As part of the project to identify plant natural products which modulate bacterial multidrug resistance (MDR) the methanol extract of Corynanthe pachyceras (Rubiaceae) K. Schum., were tested for in vitro antibacterial and resistance modifying activities against different bacterial strains including resistant staphylococcus SA1199B, RN4220 and XU212 possessing the Tet(K), Msr(A), and Nor(A) multidrug resistance efflux mechanisms respectively. Using the Micro-well dilution method the MIC of the stem bark extract ranged between 128-512μg/ml against the selected bacteria used.
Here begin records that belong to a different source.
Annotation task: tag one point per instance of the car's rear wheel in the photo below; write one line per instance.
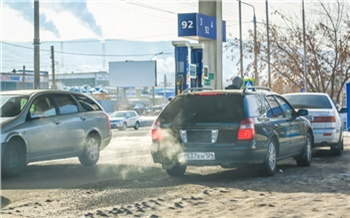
(124, 126)
(338, 149)
(14, 159)
(268, 168)
(177, 170)
(91, 153)
(304, 159)
(137, 125)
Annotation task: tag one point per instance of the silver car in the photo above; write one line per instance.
(324, 118)
(38, 125)
(125, 119)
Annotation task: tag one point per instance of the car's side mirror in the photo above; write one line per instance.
(302, 112)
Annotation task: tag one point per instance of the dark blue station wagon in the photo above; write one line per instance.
(254, 126)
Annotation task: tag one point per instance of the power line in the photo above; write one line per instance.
(88, 54)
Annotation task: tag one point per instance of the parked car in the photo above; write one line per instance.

At 10μg/ml, none of the different extracts displayed any antibacterial action but in combination with tetracycline, erythromycin and norfloxacin, the stem bark extract displayed a 2-fold, 4-fold and 8-fold potentiation of activities of these antibiotics against XU212, SA1199B and RN4220 possessing the Tet(K) [tetracycline resistant], Nor(A) [norfloxacin resistant] and Msr(A) [macrolide resistant] transporters respectively.

Keywords: Corynanthe pachyceras , resistance modulators, antibacterial, Staphyloccocus aureus


How to cite this article:
Francis A, Yao GS, Kofi A. Antimicrobial and Resistance Modulatory Activities of Corynanthe pachyceras. Phcog Res 2009;1:280-4

How to cite this URL:
Francis A, Yao GS, Kofi A. Antimicrobial and Resistance Modulatory Activities of Corynanthe pachyceras. Phcog Res [serial online] 2009 [cited 2019 May 26];1:280-4. Available from: http://www.phcogres.com/text.asp?2009/1/5/280/58059


   Introduction Top


Medicinal herbs have been known to be a good source of biodynamic compounds of therapeutic value since ancient times. In recent times there has been a global trend for revival of interest in herbal medicines [1] . In Africa majority of people use plant based medicines to treat illness and ailments and the demand for medicinal plants increases as the population grows [2] .
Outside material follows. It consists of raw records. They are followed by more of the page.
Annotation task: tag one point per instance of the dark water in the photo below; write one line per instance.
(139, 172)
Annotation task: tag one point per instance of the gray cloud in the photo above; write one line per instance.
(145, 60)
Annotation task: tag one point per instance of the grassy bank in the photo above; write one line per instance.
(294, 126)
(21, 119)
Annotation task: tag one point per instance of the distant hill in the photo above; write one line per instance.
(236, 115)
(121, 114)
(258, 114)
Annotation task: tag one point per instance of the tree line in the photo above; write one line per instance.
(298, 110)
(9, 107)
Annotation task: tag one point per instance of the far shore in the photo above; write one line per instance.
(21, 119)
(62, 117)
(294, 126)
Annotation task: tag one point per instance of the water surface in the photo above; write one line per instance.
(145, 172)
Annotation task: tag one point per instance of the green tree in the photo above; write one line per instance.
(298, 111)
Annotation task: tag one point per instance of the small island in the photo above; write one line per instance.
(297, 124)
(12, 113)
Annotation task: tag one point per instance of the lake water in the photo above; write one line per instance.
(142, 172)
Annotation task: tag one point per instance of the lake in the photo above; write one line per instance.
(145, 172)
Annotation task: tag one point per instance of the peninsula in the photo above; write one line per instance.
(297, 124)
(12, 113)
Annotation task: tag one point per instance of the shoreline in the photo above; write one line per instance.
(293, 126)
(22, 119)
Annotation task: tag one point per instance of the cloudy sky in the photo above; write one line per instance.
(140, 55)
Infectious and parasitic diseases resulting from a vast array of microbes represent the main type of ailment afflicting people from poor third world nations, including Ghana. For example, HIV/AIDS, tuberculosis, malaria and leishmaniasis among others represent some of the most common viral, bacterial and protozoal diseases in the tropics, causing millions of deaths each year [3] .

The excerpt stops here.